The first submission by Mr Roberts, supported by Mr Delany, was that the evidence of Mr Dickson was not relevant. Mr Digby explained how he submitted it was relevant. Without in any way judging the merits of that argument, I agree with Mr Digby’s primary submission that, given his explanation, the relevance of Mr Dickson’s evidence cannot be decided at this preliminary stage.
Mr Roberts’ next submission was that when Mr Dickson prepared his two documents he was not acting as an expert but as a claims consultant for Mackie. That is, he submitted, Mr Dickson was acting in a partisan way. As further evidence of this, Mr Roberts referred to the changes made by Mr Dickson, at the behest of Mackie.
Mr Digby submitted that the correction of factually wrong assumptions could only “improve” the resultant opinion. It did not indicate any lack of independence of the expert. Any suggestion that the expert had acted in a partisan way rather than reaching his own genuinely held view could be tested in cross-examination.

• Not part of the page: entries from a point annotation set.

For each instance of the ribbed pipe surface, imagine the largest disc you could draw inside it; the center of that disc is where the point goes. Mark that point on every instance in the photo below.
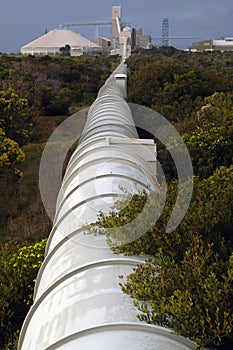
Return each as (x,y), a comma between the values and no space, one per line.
(78,303)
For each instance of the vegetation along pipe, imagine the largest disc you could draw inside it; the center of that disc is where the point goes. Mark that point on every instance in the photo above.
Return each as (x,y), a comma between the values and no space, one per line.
(78,303)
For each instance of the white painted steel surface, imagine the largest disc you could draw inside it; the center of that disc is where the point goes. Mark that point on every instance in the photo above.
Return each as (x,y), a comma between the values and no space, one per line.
(78,303)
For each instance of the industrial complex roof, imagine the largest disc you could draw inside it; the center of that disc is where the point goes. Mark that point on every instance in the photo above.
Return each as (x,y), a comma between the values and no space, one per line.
(59,38)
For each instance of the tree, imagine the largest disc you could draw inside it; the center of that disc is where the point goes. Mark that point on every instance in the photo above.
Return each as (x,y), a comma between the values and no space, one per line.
(10,154)
(187,282)
(15,117)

As with the other statements, I am not persuaded that, at this stage, there is any reason to exclude all or any part of Mr Dickson’s witness statement.
John Coghlan
Mr Coghlan is a very experienced building consultant. In his witness statement he referred to a “preliminary” report by him dated 19 April 2002 in which he had commented on the numerous matters and allegations set out in the Architect’s notice of intention to determine dated 3 July 2001. A reading of the report makes it clear that its purpose was for Mr Coghlan, having inspected the site, to advise Mackie whether in his opinion the matters and allegations were a sufficient basis for Glengollan to determine the contract. Not surprisingly, the preliminary report was full of unexplained conclusions and “legal” opinions
After very little argument, Mr Digby conceded, properly in my opinion, that in its current form Mr Coghlan’s witness statement could not be supported. He therefore withdrew the statement, indicating that the plaintiff would later seek leave to put in a fresh statement.
Orders
Once the parties have had an opportunity to consider these reasons, I will hear submissions as to what orders I should make in respect of the defendants’ applications.